### Lirik Bakar Rokok dan Secangkir Kopi
(Verse 1)
Mata sepet, nyawa masih di bantal
Jam dinding sudah merengek, minta tolong dibangunkan
Kepala mumet, mimpi semalam dikejar cicilan
Tapi ada ritual yang tak boleh terlupakan
(Chorus)
Bakar rokok, tarik napas, buang semua beban
Seduh kopi, aduk-aduk, biar pahitnya hilang
Dua sejoli di pagi hari, tak bisa dipisahkan
Mata melek, dompet lemas, tapi hidup terasa gampang
(Verse 2)
Cari korek di saku celana, kok isinya cuma receh
Beli rokok sebungkus, tukang warung senyumnya meledek
"Mas, utang kemarin belum lunas!" katanya sambil ketawa
Aku cuma nyengir kuda, pura-pura budek telinga
(Chorus)
Bakar rokok, tarik napas, buang semua beban
Seduh kopi, aduk-aduk, biar pahitnya hilang
Dua sejoli di pagi hari, tak bisa dipisahkan
Mata melek, dompet lemas, tapi hidup terasa gampang
(Bridge)
Rokok tinggal sebatang, kopi tinggal ampasnya
Napas terasa sesak, dompet makin merana
Tapi ada ide cemerlang, "Besok ngerokok punya teman!"

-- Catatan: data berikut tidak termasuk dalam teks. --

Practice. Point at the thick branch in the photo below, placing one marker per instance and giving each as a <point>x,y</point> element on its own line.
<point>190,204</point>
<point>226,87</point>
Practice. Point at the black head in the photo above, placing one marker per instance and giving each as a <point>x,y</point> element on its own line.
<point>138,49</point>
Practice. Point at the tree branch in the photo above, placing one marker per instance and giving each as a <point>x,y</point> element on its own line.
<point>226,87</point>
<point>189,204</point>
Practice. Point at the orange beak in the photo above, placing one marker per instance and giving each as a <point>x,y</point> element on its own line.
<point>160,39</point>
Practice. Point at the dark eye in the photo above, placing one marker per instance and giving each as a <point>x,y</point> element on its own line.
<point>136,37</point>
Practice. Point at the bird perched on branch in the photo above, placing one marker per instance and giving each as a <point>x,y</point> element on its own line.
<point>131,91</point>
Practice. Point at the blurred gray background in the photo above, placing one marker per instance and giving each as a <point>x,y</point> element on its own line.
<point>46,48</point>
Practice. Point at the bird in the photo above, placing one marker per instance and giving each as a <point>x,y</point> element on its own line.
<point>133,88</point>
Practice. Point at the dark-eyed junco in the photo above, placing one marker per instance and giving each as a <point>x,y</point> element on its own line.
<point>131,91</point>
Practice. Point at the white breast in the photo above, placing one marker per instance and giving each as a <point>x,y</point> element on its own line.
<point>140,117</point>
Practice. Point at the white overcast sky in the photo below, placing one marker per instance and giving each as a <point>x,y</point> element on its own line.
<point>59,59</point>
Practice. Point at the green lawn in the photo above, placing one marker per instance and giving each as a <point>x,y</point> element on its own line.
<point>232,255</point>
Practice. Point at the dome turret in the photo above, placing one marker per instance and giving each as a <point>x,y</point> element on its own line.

Kopi di kafe pun, "Mas, tolong di-traktir, ya?"
(Outro)
Ritual pagi yang penuh drama, antara nikmat dan sengsara
Jantung berdebar kencang, kantong makin tipis
Ah, sudahlah, hidup cuma sekali
Bakar rokok lagi, sambil ngopi, biar nggak mati gaya.